Une baisse mondiale des infections et des décès, une prévention et des traitements efficaces… La lutte contre le VIH/sida progresse, même si la fin de la pandémie reste lointaine. État des lieux avant la Journée mondiale de lutte contre le sida dimanche.
Les infections au virus de l’immunodéficience humaine (VIH) sont tombées en 2023 à leur plus bas niveau historique, dans une fourchette de 1 million à 1,7 million, selon le bilan annuel publié par ONUSIDA.
Dans les années 2010, le nombre de nouvelles infections a reculé d’un cinquième dans le monde, montre un autre bilan qui vient, lui, d’être publié dans la revue Lancet HIV.
Les décès, généralement provoqués par des maladies opportunistes quand le sida se déclare au dernier stade de l’infection, ont chuté d’environ 40 % pour passer nettement sous le seuil du million par an.
Cette tendance est avant tout alimentée par une franche amélioration en Afrique subsaharienne, de loin la région du monde la plus exposée à la pandémie
Le tableau reste néanmoins nuancé puisque les infections rebondissent dans d’autres régions, comme l’Europe de l’Est ou le Moyen-Orient. On est loin des objectifs de l’ONU qui voudrait quasiment éradiquer la maladie d’ici 2030.
Des traitements efficaces
Un point fait consensus chez les experts du virus de l’immunodéficience humaineVIH : les traitements préventifs, dits PrEP (prophylaxie préexposition), sont devenus cruciaux dans la lutte contre la pandémie.
Pris par des personnes qui ne sont pas infectées, mais qui ont des comportements jugés à risque, ils fonctionnent très bien pour éviter l’infection.
Les spécialistes poussent donc pour leur élargissement. Ainsi, en France, les autorités sanitaires viennent d’en faire le point saillant de nouvelles recommandations : la PrEP ne doit plus être réservée aux hommes ayant des relations homosexuelles.
C’est quelque chose qui peut être utilisé par toute personne qui en aurait besoin à un moment de sa vie sexuelle, a souligné l’infectiologue Pierre Delobel lors d’une conférence de presse organisée par l’Institut ANRS, qui a cosigné ces recommandations.
Les personnes déjà infectées, elles, disposent de traitements de plus en plus efficaces et pratiques, notamment parce qu’ils nécessitent d’être pris beaucoup moins fréquemment.
Pour autant, le déploiement des traitements – préventifs ou non – se heurte encore à de nombreux freins. C’est notamment le cas dans les pays pauvres, comme en Afrique, où le coût des médicaments reste un problème.
Selon ONUSIDA, une dizaine de millions de patients infectés – environ le quart du total – ne disposent pas de traitement antirétroviral, une thérapie dont le déploiement a permis à d’innombrables personnes de vivre avec la maladie.

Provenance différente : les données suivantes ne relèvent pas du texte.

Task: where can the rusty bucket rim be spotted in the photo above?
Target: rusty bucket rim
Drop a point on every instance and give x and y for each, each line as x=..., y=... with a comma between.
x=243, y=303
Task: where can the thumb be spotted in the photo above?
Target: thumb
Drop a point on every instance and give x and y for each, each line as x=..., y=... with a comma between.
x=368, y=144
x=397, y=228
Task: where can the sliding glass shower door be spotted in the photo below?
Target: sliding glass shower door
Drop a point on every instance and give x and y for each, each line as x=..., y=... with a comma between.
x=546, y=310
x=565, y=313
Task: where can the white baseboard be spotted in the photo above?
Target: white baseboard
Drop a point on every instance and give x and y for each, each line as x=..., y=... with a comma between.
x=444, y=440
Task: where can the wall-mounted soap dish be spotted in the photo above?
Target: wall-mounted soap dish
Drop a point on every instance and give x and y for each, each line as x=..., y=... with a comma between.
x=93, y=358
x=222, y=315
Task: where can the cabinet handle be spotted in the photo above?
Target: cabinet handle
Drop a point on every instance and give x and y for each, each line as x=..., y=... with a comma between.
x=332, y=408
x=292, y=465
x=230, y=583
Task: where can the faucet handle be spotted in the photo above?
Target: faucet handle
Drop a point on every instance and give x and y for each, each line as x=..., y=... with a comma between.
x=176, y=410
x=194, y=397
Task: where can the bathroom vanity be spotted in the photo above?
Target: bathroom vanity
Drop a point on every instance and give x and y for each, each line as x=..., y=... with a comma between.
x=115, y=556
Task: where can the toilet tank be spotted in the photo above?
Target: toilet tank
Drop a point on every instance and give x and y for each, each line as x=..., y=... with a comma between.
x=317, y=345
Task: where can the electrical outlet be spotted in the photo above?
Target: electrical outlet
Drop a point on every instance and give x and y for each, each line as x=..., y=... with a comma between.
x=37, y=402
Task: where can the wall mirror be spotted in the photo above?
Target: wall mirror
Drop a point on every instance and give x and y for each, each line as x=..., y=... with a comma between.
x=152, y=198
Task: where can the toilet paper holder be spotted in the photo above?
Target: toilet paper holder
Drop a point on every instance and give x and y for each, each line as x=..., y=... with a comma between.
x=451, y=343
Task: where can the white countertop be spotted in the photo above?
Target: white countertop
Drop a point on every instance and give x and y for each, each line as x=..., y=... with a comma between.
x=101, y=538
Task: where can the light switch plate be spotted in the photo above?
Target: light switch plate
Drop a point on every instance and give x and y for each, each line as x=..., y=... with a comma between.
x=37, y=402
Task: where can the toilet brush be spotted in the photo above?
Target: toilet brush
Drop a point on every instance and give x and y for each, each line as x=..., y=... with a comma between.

Un cas a alimenté la polémique ces derniers mois. Le laboratoire Gilead propose un médicament, le lénacapavir , qui promet une efficacité sans précédent, que ce soit en prévention ou en traitement.
Les experts estiment qu’il pourrait changer la donne, mais son coût est astronomique – 40 000 dollars par personne et par an.
Sous la pression des acteurs de la lutte contre le sida, Gilead a annoncé début octobre qu’il permettrait la production à coût réduit de son traitement par plusieurs laboratoires génériques, à destination des pays les plus pauvres.
Reste que les barrières ne sont pas uniquement financières, en particulier pour les traitements préventifs. Il faut également faire accepter l’idée de les prendre sans peur d’être stigmatisé, alors que des comportements comme l’homosexualité restent, de fait, inacceptables dans de nombreux pays.
Le déploiement de la PrEP en Afrique se heurte à un défi majeur : que les personnes à haut risque s’aperçoivent et reconnaissent qu’elles sont à risque, résumait en 2021 un article du Lancet Global Health.
Le problème est le même pour le dépistage, particulièrement important puisque de nombreuses infections sont détectées à un stade déjà bien avancé, compliquant leur traitement.
Enfin, certains points font l’objet d’une attention médiatique qui peut apparaître disproportionnée. Ainsi, la recherche sur les vaccins qui n’a donné pour l’heure aucun résultat probant.
Avec l’efficacité des traitements préventifs, est-ce que, finalement, on n’a pas quasiment un vaccin? se demandait mi-octobre en conférence de presse l’infectiologue Yazdan Yazdanpanah, à la tête de l’ANRS, admettant toutefois que la recherche vaccinale ne doit pas s’arrêter.
Autre développement à ne pas monter en épingle : les quelques cas de rémission observés ces dernières années, moins de dix au total. Certes spectaculaires, ils sont la conséquence de greffes de cellules souches, des opérations risquées qui ne sont envisageables que dans des cas très particuliers.